Captain Kettle drew a long breath. They would stick at little, these Dagos, in getting the salvage of the Grecian, and it seemed preposterous to suppose that once they gripped the specie in their own ringers they would ever give it up for the paltry pay which had been offered by Bird, Bird and Co. Their own poverty was aching. He saw it whenever he looked about the patched little steamer. He felt it whenever he sat down to one of their painfully frugal meals.
Still, though no man knew more bitterly than Kettle himself from past experience what poverty meant, and how it cut, the poverty of these Italians was no concern of his just then. They were paid servants of the owners exactly as he was, and it was his duty to see that they earned their hire. He took it that he was one against the whole ship’s company, but the odds did not daunt him. On the contrary, something of his old fighting spirit, which had been of late hustled into the background by snug commercial prosperity, came back to him. And besides, he had always at his call that exquisite pride of race which has so many times given victory to the Anglo-Saxon over the Latin, when all reasonable balances should have made it go the other way.
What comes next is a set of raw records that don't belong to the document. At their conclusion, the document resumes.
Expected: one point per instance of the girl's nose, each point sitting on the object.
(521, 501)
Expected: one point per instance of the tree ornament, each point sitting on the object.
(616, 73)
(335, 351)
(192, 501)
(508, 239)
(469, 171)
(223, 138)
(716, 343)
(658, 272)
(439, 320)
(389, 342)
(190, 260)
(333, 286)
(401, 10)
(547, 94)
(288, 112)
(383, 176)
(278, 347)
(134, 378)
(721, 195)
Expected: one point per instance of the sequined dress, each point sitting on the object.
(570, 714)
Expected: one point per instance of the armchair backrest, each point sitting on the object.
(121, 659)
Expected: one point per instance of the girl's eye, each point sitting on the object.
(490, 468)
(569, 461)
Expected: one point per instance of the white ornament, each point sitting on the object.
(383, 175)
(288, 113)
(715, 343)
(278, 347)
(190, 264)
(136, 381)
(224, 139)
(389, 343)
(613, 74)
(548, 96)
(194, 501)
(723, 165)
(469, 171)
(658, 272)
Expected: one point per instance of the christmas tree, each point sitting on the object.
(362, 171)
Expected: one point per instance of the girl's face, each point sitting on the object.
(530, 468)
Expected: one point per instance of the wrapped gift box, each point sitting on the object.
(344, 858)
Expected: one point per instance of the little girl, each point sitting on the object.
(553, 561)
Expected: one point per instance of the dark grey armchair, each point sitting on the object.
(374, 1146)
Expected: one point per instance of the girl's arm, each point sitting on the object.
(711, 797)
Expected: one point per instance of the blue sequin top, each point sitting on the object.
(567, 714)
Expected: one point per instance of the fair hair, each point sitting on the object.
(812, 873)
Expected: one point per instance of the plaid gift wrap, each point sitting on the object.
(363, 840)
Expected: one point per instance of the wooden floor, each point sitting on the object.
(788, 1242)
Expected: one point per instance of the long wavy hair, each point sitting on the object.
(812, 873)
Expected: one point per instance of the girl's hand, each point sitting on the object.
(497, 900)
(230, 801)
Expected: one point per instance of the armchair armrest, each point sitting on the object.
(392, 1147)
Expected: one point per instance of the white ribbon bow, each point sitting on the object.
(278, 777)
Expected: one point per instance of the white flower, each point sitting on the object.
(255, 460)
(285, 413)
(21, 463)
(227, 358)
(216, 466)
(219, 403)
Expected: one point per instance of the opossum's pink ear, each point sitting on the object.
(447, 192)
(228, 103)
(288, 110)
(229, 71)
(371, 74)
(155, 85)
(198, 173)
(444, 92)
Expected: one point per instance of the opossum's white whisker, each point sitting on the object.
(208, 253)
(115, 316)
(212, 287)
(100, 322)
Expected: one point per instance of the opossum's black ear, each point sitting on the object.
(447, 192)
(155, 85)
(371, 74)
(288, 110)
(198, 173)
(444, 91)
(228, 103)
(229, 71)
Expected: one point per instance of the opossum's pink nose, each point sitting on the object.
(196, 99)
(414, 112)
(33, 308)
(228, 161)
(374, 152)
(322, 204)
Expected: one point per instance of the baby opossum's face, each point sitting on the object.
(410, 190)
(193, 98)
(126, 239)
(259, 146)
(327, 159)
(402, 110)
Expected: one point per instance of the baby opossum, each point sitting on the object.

By a sort of instinct he buttoned up his trim white drill coat, and stepped out on deck. There would be no scuffle yet awhile. With the specie that would make the temptation still snugly stored on the sea-floor, the dirty, untidy Italians were still all affability. Indeed, as soon as he appeared, Tazzuchi himself stepped down off the upper bridge to give him the news.
“How do you think those crafty imps have managed it?” he cried, with a gesture. “Why they dived down and cut off her masts below water level. The funnel was out of sight already. They just thought they were going to have the skimming of that wreck themselves. No wonder we couldn’t pick her up.”